Too many solutions using solve function

I am trying to use the solve function to find the point where two hyperbolas intersect.
There should only be one solution (also possible to see that when lookin at a plot of the two hyperbolas)
However the slove function gives me 4 solution, one of them is the correct one.
What am I doing wrong that gets me 3 additional unrelated results?
syms x y
EQ1 = sqrt((x-4.5)^2 + (y-19.5)^2 )-sqrt((x-14)^2 + (y-25)^2) == -0.9;
EQ2 = sqrt((x-4.5)^2 + (y-1.5)^2 )-sqrt((x-4.5)^2 + (y-10.5)^2) == 0.999;
%you can see in the figure there should only be one intersect.
figure
ezplot(EQ1,[-100 100])
hold on
ezplot(EQ2,[-100 100])
R = solve(EQ1,EQ2,[x y]);
The results I get:
K>> R.x
ans =
21.9990
19.4080
16.2100
17.6200
K>> R.y
ans =
3.9830
7.7380
7.4000
4.4520
Only (16.2,7.4) is correct.
Thank you for the help

 Accepted Answer

madhan ravi
madhan ravi on 13 Jan 2019
Edited: madhan ravi on 13 Jan 2019
[x y] = vpasolve(EQ1,EQ2,[x y])
Gives:
x =
16.209551693222247107423390740782
y =
7.3999826408579772986633766002805

5 Comments

Great, thank you
In that case I have a follow up -
I have 2 new Hyperbolas.
this time they have two intersect. while the regular solve gives me again 4 results (2 correct and 2 additional) the vpasolve gives me only one.
why did it choose to give only that one and not the other correct one?
syms x y
EQ1 = sqrt((x-4.5)^2 + (y-19.5)^2 )-sqrt((x-14)^2 + (y-16.5)^2) == -1.2;
EQ2 = sqrt((x-4.5)^2 + (y-10.5)^2 )-sqrt((x-14)^2 + (y-7)^2) == -2.3977;
figure
ezplot(EQ1,[-100 100])
hold on
ezplot(EQ2,[-100 100])
hold on
R = vpasolve(EQ1,EQ2,[x y]);
Gives:
K>> R.x
ans =
-3.5590
K>> R.y
ans =
-10.0650
When you use vpasolve() with a non-polynomial, it chooses a starting point for the search and uses it to find one solution.

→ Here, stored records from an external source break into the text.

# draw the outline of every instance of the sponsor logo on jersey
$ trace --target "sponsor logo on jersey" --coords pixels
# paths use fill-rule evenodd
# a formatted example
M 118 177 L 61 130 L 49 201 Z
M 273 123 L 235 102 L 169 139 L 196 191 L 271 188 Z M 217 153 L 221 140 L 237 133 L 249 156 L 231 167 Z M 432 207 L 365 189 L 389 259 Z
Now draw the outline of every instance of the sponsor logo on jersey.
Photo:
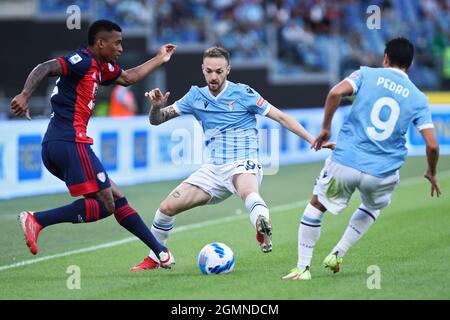
M 113 72 L 114 66 L 111 63 L 108 63 L 108 69 L 109 69 L 109 71 Z
M 71 56 L 71 57 L 69 58 L 69 62 L 70 62 L 71 64 L 77 64 L 77 63 L 80 62 L 81 60 L 83 60 L 83 59 L 78 55 L 78 53 L 75 53 L 73 56 Z

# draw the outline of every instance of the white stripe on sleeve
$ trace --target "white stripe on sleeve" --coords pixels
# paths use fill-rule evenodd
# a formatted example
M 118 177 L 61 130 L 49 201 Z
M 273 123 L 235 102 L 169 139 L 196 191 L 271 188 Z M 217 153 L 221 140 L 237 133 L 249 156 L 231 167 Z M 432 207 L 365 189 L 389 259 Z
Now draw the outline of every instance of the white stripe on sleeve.
M 270 108 L 272 108 L 272 105 L 271 105 L 270 103 L 268 103 L 267 109 L 264 110 L 264 112 L 262 113 L 262 115 L 263 115 L 263 116 L 266 116 L 266 115 L 269 113 Z
M 356 86 L 355 81 L 353 81 L 353 80 L 350 79 L 350 78 L 345 78 L 344 80 L 346 80 L 348 83 L 350 83 L 350 85 L 351 85 L 352 88 L 353 88 L 353 95 L 355 95 L 355 93 L 358 91 L 358 87 Z
M 425 123 L 421 126 L 417 127 L 417 130 L 422 131 L 423 129 L 431 129 L 434 128 L 434 124 L 433 123 Z

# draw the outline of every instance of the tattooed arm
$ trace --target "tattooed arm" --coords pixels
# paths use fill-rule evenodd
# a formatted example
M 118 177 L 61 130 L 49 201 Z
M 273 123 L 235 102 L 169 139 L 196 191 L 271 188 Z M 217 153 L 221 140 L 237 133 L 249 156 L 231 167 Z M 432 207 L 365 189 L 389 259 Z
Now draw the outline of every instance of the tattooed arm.
M 167 92 L 163 96 L 159 89 L 153 89 L 150 92 L 146 92 L 145 95 L 149 98 L 150 103 L 152 104 L 150 112 L 148 113 L 148 118 L 152 125 L 157 126 L 179 116 L 173 105 L 164 108 L 170 92 Z
M 150 112 L 148 114 L 148 118 L 150 123 L 154 126 L 157 126 L 161 123 L 164 123 L 172 118 L 178 117 L 179 114 L 175 111 L 173 105 L 165 107 L 165 108 L 157 108 L 152 106 Z
M 49 60 L 38 64 L 36 68 L 28 75 L 22 92 L 11 100 L 11 111 L 15 116 L 25 113 L 27 119 L 31 120 L 30 111 L 28 109 L 28 99 L 39 86 L 45 77 L 60 76 L 63 74 L 62 66 L 58 60 Z

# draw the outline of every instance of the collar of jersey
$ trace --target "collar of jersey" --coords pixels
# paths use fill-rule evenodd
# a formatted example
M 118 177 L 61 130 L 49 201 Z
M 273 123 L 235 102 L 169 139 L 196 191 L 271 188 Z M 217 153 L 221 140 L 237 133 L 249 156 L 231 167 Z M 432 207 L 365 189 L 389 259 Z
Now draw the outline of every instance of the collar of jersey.
M 217 99 L 219 99 L 219 97 L 222 95 L 222 93 L 224 93 L 224 92 L 227 90 L 227 88 L 228 88 L 228 80 L 227 80 L 227 82 L 225 83 L 225 87 L 223 87 L 223 90 L 220 91 L 219 94 L 218 94 L 216 97 L 214 97 L 214 96 L 212 95 L 211 91 L 209 91 L 208 86 L 206 86 L 206 91 L 208 91 L 208 94 L 209 94 L 209 96 L 210 96 L 212 99 L 217 100 Z
M 94 59 L 94 61 L 97 63 L 97 67 L 100 68 L 100 66 L 101 66 L 100 60 L 97 59 L 97 57 L 94 55 L 94 53 L 91 50 L 89 50 L 88 47 L 84 47 L 83 49 L 91 58 Z
M 405 76 L 407 79 L 409 79 L 408 75 L 400 69 L 392 68 L 392 67 L 389 67 L 388 69 L 398 72 L 398 73 L 402 74 L 403 76 Z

You have some control over the starting point: you can request a random starting point, or you can provide a range of values to search over.
If you need more than one solution of a non-polynomial then you need to either use solve() or else use vpasolve with different starting points or different constraints on the search range.